Digital identities can be a key ally in creating a great UX so that you can onboard more customers. By leveraging digital identities during the onboarding process, you can personalize the UX to match the risk associated with the user or transaction. And using different stages of KYC, that are informed by the assessed risk, allows you to place friction points only where necessary. Making the authentication and verification processes not only seamless, but also less painful for the potential customer, and reducing the “time to transact” – one of the main reasons for abandonment during an onboarding process.
As for manual reviews, the approach is twofold:
- Lowering the amount of applications that your team needs to manually review,
- Reducing the amount of time they have to spent per case.

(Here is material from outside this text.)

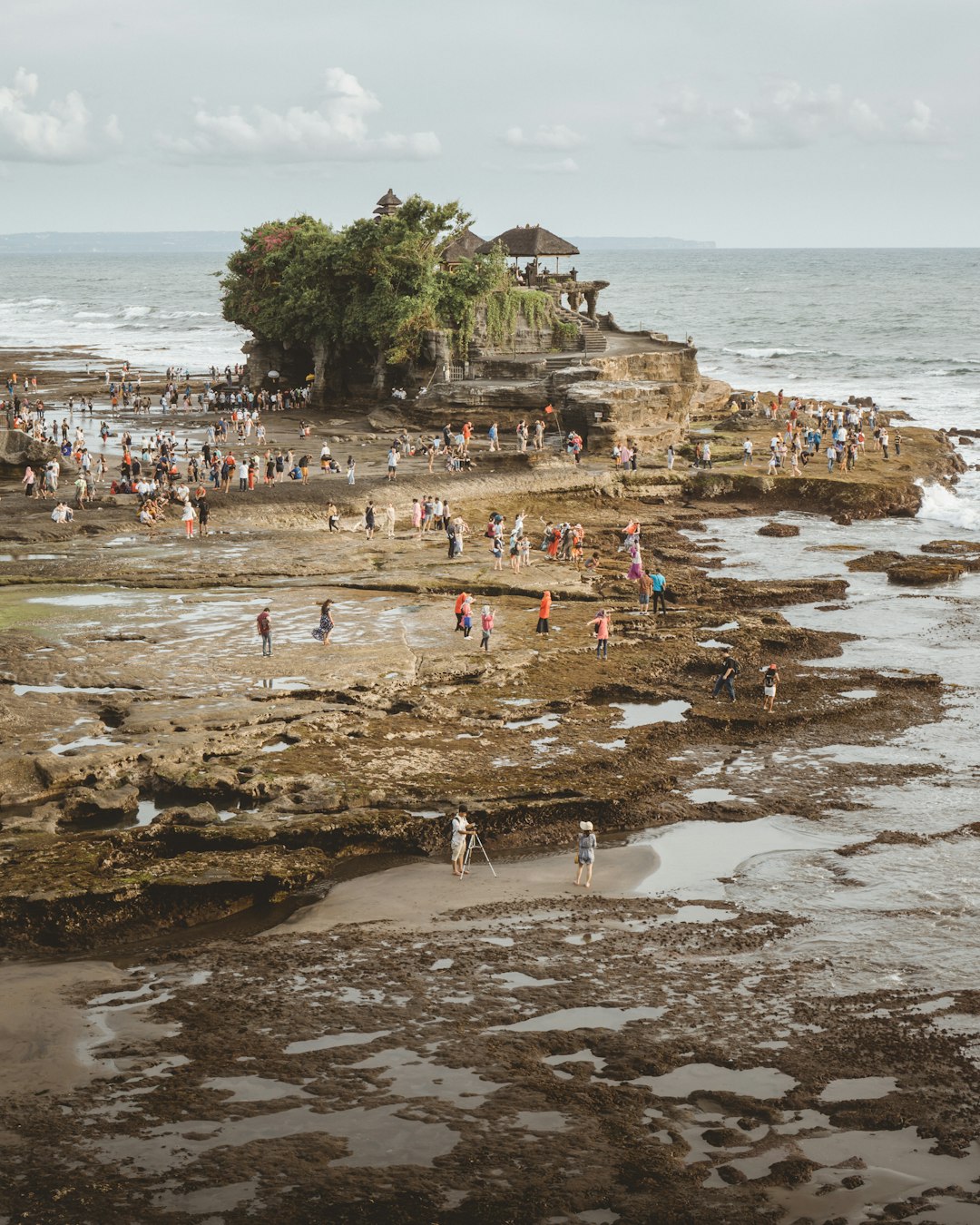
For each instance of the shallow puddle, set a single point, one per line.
(642, 714)
(580, 1018)
(762, 1083)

Businesses need to pay close attention to their manual review rates, as they can become an ever-increasing source of operational costs – with minimal value associated with it. Digital Identities give you the ability to operationalize risk, by automating the review process, presenting the data so that you can quickly and efficiently evaluate transactions. Moreover, using digital identities gives analysts a relevant picture of the historical behavior of a user, as well as the historical performance of different types of transactions. This data adds context to the specific case, helping the analyst make a more accurate decision in less time.
These challenges are just a small example of the applicable situations for digital identities in online financial transactions. At IdentityMind Global, we’ve been working on digital identities for the last eight years, building technology that can help organizations grow and scale, delivering better products and services to their customers, while eliminating security threats and lowering compliance and regulatory risks.